Put the Brakes on Year-End Burnout

Power through the end of the school year using these short- and long-term strategies to help you stay positive.

Female teacher and students using a laptop in their classroom

by NEA Member Benefits

With promises of less work, longer days and lots of sunshine, what’s to fret about? Truth is, the weeks leading up to the end of the school year are often fraught with tension, anxiety and overwhelm.

It’s one of the most stressful times of the year, says Mike Anderson, author of “The Well-Balanced Teacher: How to Work Smarter and Stay Sane Inside the Classroom and Out,” citing end-of-year assessments, paperwork, committee meetings and outside-of-the-classroom tasks that pull educators away from their students.

Experts agree it’s easy to get bogged down in “to-dos” when school sessions come to a close. Add antsy kids who may have already checked out for summer break to the mix, and it’s no wonder educators are stressed.

Here, short-term strategies to power through the end of school, and long-term strategies to ensure you stay on top of your game while school is out.

Short-term sanity-saving solutions

1. Take a recess. Don’t underestimate the power of play. “Even two minutes of looking at the sky through the window can be incredibly refreshing for your mind and your spirit,” says Kate Hanley, mindset coach and author of the upcoming book “A Year of Daily Calm.” Don’t have time to indulge in a massage, play fetch with your dog or walk around the block? Don’t stress. A few simple stretches, three deep breaths or even a lap around the hallways during an off period can reboot your mind and give you things to look forward to during the day.

2. Learn to say no. “If you’re looking at your to-do list and cringing, ask yourself, honestly, ‘What can I minimize, outsource or ignore?’,” suggests Hanley. When you offload some of your responsibilities—including household tasks like grocery shopping, laundry and cooking—you not only enable others to contribute to the greater good, you also give yourself a chance to do more of the things you truly love.

3. Be positive. A growing body of research suggests that putting a positive spin on any situation floods the body with feel-good chemicals that boost the immune system. Of course, negative energy has an equal and opposite effect, wreaking havoc on your health. Stress isn’t so much about your situation as it is how you perceive it, says Hanley. So, instead of tuning into the negative voice that says, “you’re not doing enough,” focus on the many things you accomplish during the day.

Long-term tweaks

1. Establish mindfulness. “Too often you’re being beeped, tweeted and texted, and you can’t be present in your own life,” says Caroline Adams Miller, MAPP, author of “Creating Your Best Life,” Positive Psychology expert and coach. Mindfulness requires directing your attention to your experience as it’s unfolding, moment-by-moment. In fact, studies show that mindfulness reliably and profoundly alters the structure and function of the brain to improve the quality of both thought and feeling. Teachers report reductions in stress, a greater sense of wellbeing and increased kindness and compassion toward others.

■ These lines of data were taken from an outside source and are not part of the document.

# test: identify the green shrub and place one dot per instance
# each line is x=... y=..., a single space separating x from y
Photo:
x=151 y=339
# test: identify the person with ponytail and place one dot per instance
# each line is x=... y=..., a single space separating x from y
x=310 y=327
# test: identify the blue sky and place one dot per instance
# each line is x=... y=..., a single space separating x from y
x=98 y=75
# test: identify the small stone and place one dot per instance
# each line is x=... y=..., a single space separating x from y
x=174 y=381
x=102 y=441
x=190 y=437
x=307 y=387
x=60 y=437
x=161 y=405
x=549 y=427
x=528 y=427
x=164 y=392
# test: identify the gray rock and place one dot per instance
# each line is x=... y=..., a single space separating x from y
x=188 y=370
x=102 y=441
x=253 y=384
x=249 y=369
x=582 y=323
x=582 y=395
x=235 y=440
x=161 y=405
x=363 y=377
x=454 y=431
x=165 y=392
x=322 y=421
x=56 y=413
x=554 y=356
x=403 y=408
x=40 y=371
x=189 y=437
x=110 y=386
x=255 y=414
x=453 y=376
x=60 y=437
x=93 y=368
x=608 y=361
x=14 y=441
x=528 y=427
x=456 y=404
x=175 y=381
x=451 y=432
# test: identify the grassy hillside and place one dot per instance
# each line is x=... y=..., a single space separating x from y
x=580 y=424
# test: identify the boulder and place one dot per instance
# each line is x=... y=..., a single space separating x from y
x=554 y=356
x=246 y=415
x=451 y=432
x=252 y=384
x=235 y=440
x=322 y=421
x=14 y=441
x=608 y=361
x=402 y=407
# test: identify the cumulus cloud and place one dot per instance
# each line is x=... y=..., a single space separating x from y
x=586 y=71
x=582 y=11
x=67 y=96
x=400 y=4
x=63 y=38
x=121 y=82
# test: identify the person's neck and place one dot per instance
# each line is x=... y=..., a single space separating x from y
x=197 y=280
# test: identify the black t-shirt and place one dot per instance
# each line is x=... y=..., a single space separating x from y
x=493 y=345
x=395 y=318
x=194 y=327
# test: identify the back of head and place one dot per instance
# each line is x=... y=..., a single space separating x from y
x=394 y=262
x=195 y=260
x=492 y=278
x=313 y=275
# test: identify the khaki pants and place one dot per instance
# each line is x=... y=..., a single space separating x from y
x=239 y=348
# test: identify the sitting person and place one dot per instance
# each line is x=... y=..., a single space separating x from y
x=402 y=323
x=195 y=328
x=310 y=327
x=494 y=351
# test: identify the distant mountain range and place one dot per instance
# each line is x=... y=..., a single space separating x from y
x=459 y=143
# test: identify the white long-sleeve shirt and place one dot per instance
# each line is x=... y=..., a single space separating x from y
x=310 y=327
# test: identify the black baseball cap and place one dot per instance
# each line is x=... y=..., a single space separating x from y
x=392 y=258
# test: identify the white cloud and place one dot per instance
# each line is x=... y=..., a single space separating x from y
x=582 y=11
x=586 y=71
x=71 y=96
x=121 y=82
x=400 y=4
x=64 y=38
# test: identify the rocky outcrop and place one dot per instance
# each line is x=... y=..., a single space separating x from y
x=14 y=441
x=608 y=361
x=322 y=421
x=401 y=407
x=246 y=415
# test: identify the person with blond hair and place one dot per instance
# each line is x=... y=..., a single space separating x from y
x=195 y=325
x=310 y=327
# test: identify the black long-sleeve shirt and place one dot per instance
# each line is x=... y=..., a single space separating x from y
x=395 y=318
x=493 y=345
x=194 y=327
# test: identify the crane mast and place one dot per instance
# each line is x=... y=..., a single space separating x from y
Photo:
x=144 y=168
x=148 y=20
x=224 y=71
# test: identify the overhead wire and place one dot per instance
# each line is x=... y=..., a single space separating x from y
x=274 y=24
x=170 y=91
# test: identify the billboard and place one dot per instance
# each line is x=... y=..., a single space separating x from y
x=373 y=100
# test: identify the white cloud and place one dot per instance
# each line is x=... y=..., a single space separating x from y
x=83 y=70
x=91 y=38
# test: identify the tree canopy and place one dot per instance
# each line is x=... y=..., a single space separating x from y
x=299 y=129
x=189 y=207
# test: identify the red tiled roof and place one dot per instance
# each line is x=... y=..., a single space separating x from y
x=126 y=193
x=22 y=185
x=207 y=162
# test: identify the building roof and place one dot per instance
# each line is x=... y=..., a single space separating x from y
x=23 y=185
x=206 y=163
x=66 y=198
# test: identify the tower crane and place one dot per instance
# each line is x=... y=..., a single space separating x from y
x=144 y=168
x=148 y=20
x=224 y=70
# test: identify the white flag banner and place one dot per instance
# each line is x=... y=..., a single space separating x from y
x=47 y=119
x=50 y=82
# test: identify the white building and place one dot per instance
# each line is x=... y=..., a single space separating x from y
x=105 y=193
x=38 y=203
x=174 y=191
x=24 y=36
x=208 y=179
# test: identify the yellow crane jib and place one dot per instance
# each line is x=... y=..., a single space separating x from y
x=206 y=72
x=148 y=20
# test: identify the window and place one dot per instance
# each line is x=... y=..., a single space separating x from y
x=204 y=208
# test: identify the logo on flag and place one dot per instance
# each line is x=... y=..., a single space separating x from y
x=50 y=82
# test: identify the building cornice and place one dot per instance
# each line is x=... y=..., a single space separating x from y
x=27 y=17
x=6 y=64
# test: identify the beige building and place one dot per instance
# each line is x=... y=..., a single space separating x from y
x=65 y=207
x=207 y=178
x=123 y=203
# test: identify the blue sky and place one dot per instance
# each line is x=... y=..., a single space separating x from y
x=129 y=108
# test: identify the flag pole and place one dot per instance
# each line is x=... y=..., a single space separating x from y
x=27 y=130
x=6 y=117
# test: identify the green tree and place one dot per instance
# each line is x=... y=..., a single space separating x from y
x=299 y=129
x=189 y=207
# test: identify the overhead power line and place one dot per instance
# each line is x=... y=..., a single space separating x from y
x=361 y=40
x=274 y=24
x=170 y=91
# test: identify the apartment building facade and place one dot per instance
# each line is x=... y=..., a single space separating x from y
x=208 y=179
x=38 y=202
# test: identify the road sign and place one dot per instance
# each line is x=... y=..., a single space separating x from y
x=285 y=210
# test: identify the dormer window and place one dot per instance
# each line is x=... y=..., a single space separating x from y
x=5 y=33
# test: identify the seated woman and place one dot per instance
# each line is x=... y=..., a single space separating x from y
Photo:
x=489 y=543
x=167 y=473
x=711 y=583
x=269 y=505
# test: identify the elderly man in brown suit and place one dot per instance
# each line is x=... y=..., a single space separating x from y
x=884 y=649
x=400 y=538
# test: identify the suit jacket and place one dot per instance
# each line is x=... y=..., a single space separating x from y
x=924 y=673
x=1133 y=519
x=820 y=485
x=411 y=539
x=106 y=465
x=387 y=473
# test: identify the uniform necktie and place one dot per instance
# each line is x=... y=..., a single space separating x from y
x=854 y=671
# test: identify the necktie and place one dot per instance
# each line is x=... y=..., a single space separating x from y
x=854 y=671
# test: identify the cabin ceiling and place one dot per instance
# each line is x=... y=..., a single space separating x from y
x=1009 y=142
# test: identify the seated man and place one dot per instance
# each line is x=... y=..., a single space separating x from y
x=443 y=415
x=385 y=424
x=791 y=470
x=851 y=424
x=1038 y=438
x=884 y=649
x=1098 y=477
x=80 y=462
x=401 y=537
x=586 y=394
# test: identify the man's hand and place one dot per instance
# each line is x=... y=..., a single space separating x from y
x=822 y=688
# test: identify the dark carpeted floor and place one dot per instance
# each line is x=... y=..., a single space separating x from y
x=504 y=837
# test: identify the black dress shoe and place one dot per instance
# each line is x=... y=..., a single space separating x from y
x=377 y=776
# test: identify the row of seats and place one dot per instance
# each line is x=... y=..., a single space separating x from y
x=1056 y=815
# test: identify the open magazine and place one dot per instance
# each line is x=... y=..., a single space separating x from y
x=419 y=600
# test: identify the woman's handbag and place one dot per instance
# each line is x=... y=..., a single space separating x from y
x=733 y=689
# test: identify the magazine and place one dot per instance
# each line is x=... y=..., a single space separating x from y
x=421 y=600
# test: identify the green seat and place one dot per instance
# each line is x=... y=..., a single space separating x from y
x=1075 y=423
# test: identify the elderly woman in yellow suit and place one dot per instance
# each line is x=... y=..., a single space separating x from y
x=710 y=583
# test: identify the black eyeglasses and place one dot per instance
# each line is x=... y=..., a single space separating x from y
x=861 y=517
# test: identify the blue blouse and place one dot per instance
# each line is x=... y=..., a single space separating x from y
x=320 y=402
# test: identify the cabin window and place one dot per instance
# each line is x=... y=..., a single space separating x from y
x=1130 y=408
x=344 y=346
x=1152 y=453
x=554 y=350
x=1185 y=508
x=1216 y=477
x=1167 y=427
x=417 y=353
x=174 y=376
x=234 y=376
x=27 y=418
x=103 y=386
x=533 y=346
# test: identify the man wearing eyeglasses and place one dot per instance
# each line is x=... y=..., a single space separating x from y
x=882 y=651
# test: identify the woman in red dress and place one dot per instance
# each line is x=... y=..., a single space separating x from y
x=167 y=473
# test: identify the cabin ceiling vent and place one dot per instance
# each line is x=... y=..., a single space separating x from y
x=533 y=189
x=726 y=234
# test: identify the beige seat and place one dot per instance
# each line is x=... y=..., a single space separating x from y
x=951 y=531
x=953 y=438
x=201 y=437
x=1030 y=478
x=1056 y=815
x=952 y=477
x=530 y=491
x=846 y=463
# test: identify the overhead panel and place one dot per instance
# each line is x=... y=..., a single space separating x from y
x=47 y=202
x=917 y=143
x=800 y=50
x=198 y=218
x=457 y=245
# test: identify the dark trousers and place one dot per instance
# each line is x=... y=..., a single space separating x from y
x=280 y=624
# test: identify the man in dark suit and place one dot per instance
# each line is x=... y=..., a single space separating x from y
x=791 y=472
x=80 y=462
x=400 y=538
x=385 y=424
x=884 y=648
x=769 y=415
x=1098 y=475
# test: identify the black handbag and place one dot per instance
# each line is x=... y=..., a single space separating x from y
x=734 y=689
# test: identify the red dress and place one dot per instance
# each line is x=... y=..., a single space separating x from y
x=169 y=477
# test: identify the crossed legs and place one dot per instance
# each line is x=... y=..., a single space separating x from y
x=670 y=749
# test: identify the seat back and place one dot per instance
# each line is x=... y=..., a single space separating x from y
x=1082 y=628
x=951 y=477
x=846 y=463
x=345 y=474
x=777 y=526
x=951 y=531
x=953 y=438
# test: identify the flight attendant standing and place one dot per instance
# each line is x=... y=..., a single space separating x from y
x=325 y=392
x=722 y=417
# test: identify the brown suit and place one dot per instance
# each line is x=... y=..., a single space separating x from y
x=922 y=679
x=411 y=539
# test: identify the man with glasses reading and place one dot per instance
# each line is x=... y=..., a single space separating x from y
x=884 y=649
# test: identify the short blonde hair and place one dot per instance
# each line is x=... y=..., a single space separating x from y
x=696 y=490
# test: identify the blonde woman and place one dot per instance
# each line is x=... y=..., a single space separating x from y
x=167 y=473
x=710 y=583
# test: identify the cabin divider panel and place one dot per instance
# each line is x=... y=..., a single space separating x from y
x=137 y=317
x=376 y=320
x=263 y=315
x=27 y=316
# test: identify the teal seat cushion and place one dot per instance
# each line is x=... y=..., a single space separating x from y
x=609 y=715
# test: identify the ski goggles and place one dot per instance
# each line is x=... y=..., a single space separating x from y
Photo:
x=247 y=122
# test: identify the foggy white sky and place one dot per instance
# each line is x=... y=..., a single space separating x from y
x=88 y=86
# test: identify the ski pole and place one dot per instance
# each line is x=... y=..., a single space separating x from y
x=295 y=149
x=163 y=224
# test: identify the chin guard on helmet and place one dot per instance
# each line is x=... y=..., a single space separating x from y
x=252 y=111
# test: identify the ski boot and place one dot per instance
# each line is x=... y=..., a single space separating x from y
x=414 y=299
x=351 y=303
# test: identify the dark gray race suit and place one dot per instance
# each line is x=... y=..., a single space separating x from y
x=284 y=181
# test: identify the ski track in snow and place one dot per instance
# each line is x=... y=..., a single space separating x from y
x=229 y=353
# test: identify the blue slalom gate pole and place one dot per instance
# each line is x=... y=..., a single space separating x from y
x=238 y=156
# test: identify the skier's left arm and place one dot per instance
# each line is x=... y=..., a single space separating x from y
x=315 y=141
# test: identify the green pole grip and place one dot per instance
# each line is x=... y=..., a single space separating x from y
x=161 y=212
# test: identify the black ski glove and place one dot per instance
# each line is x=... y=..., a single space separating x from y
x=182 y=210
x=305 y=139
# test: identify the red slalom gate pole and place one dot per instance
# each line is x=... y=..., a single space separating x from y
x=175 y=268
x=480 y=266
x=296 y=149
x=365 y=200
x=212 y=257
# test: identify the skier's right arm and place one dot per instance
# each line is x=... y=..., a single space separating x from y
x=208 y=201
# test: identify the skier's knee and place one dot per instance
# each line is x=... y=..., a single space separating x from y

2. Make a plan. Before you dive into a new project, set a reasonable timeline and create measurable goals along the way. “Instead of creating a goal to catch up on sleep, make a goal to go to bed by 10 p.m. every night. Instead of having a goal to connect more with colleagues, set a goal of having a ‘walk and talk’ session every Thursday,” suggests Anderson.

3. Reward yourself. “Instead of using the end of the year as a focus for reflection and celebration, we beat ourselves up for our shortcomings,” says Anderson. Why not turn that around? Just as you would reward your students for a job well done, get into the habit of patting yourself on the back, too. Rewards can be as simple as a gold star in your calendar or as extravagant as a weekend getaway. Pick something that’s unique to you and makes you feel good.